We read with interest the article, "Hormone-Refractory Prostate Cancer: Choosing the Appropriate Treatment Option," by Drs. Ross and Kantoff in this issue of ONCOLOGY. Prostate cancer is gaining more public attention, and an increasing number of physicians are involved in its treatment. Thus, an extensive review of the management of hormone-refractory prostate caner is welcome.
Pathophysiology and Prognosis
The article is well structured, starting with the biologic basis for the development of metastatic hormone-resistant prostate cancer as well as its natural history. This natural history varies from individual to individual, which must be taken into account while caring for these patients. As the authors point out, patients with a rising prostate-specific antigen (PSA) level without evidence of bone metastases may develop clinical evidence of metastasis only after many years. It is therefore important to take into account the potential side effects of long-term hormonal manipulations, such as an increased risk of diabetes and cardiac disease, which have been documented in a recent publication.
The so-called Halabi nomogram is a valuable prognostic tool in allowing one to prescribe treatment as early as necessary and as late as possible. Prognostic factors such as performance status, Gleason's sum, lactate dehydrogenase (LDH), PSA, hemoglobin, and alkaline phosphatase, as well as the presence or absence of visceral metastases, are important.
Multiple Treatment Options
As pointed out by Drs. Ross and Kantoff, patients with hormone-refractory prostate cancer have several treatment options, including supportive care, secondary hormonal manipulations, chemotherapy, and clinical trials. The importance of best supportive care cannot be overemphasized: The management of these often frail and elderly patients is time-consuming and requires fine clinical skills. All patients requiring narcotic drugs need aggressive management of side effects, particularly nausea and constipation. Careful introduction of these drugs is mandatory.
We appreciated the discussion about secondary hormonal treatments in the article. The addition of an antiandrogen, rotation between antiandrogens, antiandrogen withdrawal, prednisone or prednisone plus ketoconazole, as well as estrogens, all have potential roles in the treatment of the advanced stages of prostate cancer. As pointed out, none of these treatments has been shown to prolong survival, but there are long-term responders, and some of these men might show a survival benefit despite the lack of overall evidence for improvement in median survival in clinical trials.
The paper mentions a study of high-dose bicalutamide (Casodex) at 150 mg/d in combination with hormonal ablation. However, this trial was rather small, and our group does not recommend the use of high-dose bicalutamide for treatment of advanced prostate cancer outside of a clinical trial, because of its potential side effects and high cost.
The authors indicate that an antiandrogen withdrawal phenomena may manifest after 4 to 6 weeks, depending on the half-life of the antiandrogen. While it is important to inform patients of this potential delay (because anxious patients recheck their PSA frequently), antiandrogen withdrawal is quite uncommon and does not appear to occur in the absence of response to adding the antiandrogen.
1. Keating NL, O'Malley AJ, Smith MR: Diabetes and cardiovascular disease during androgen deprivation therapy for prostate cancer. J Clin Oncol 24:4448-4456, 2006.
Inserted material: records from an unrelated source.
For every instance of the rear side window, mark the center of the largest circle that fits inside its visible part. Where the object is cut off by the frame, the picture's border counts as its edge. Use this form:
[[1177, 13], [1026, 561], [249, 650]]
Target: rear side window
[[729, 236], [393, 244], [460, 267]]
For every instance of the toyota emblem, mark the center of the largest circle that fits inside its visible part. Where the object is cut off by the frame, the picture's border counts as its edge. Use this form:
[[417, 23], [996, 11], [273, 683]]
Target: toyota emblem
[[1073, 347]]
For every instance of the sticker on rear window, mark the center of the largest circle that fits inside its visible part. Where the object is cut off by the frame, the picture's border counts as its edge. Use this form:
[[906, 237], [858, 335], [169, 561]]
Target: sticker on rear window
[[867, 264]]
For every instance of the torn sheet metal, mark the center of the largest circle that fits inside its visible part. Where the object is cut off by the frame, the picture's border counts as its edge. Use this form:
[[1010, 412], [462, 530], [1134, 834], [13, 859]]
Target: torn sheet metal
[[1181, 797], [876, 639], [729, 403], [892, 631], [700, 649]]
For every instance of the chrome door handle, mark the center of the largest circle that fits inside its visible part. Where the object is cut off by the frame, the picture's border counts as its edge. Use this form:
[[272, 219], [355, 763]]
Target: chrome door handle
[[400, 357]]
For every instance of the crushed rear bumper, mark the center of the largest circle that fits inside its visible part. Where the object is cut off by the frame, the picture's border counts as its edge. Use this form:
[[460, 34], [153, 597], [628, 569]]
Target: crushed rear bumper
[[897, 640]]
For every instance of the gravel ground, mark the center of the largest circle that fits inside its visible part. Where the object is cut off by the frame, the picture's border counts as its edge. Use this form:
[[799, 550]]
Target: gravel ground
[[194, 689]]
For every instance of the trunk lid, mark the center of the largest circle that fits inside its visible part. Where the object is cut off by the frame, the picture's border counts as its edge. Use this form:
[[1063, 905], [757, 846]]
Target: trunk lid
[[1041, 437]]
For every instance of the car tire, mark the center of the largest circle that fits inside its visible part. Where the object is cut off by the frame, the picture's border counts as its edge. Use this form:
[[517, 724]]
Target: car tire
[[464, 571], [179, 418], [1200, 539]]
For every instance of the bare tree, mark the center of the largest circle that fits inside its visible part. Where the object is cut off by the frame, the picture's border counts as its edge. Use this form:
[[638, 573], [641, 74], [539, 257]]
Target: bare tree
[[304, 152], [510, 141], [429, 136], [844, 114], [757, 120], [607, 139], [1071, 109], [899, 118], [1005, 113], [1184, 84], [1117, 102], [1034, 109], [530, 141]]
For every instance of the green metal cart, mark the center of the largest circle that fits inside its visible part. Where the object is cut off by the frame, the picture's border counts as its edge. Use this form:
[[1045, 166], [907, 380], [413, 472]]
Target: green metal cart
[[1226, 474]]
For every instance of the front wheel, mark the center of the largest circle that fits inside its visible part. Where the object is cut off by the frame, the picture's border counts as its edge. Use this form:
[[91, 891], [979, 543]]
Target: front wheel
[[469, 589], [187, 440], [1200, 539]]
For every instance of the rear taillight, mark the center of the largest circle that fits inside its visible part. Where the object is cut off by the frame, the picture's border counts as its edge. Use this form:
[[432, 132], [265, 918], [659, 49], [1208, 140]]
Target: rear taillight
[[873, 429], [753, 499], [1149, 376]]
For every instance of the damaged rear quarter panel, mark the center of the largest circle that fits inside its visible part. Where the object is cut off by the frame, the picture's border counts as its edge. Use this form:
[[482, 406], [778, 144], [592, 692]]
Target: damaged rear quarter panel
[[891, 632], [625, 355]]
2. Halabi S, Small EJ, Kantoff PW, et al: Prognostic model for predicting survival in men with hormone-refractory metastatic prostate cancer. J Clin Oncol 21:1232-1237, 2003.
3. Grossman SA, Dunbar EM, Nesbit SA: Cancer pain management in the 21st century. Oncology (Williston Park) 20:1333-1351 (incl discussion), 2006.
4. Joyce R, Fenton MA, Rode P, et al: High dose bicalutamide for androgen independent prostate cancer: Effect of prior hormonal therapy. J Urol 159:149-153, 1998.
5. Petrylak DP, Tangen CM, Hussain MH, et al: Docetaxel and estramustine compared with mitoxantrone and prednisone for advanced refractory prostate cancer. N Engl J Med 351:1513-1520, 2004.
6. Tannock IF, de Wit R, Berry WR, et al: Docetaxel plus prednisone or mitoxantrone plus prednisone for advanced prostate cancer. N Engl J Med 351:1502-1512, 2004.
7. Oh WK, Manola J, Babcic V, et al: Response to second-line chemotherapy in patients with hormone refractory prostate cancer receiving two sequences of mitoxantrone and taxanes. Urology 67:1235-1240, 2006.